The magazine derives its logo from an earlier English Catholic periodical of the same name, published by Thomas Earnshaw Bradley during the Victorian era.

== History ==
Matthew Walther, then a columnist at The Week, founded the magazine along with William Borman after noticing that in an otherwise relatively wide and diverse landscape of Catholic media in the English-speaking world, there was nothing "that is actually a magazine, as opposed to a website or a newswire or what-have-you, that is orthodox." The Lamp seeks to fill that gap, "operating under the assumption that anything that is good, true and beautiful falls within the purview of what should be in a good Catholic magazine."

The magazine's first issue included an essay by Hillbilly Elegy author JD Vance about his conversion to Catholicism.
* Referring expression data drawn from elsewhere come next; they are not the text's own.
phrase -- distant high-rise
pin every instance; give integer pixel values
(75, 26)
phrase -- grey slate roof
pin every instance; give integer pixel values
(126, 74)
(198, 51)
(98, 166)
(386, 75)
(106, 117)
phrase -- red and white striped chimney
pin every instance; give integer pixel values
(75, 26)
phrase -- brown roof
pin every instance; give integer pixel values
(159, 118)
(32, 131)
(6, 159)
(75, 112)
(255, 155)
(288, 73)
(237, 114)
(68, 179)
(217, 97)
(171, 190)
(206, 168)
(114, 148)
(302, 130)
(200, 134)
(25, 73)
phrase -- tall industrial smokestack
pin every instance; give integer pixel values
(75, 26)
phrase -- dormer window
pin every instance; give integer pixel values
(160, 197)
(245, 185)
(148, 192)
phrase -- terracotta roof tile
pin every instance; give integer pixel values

The Lamp regularly features work from prominent writers and public intellectuals, including Giorgio Agamben, Peter Hitchens, Sam Kriss, and David Bentley Hart. The magazine published the final work of Jürgen Habermas.

New York Times columnist Ross Douthat praised the magazine in April 2021 as "Christian journalism that isn't just part of the culture war." In another assessment, Stephanie Slade, managing editor at the libertarian monthly magazine Reason said that her "sense of the world [was] richer" after reading the magazine.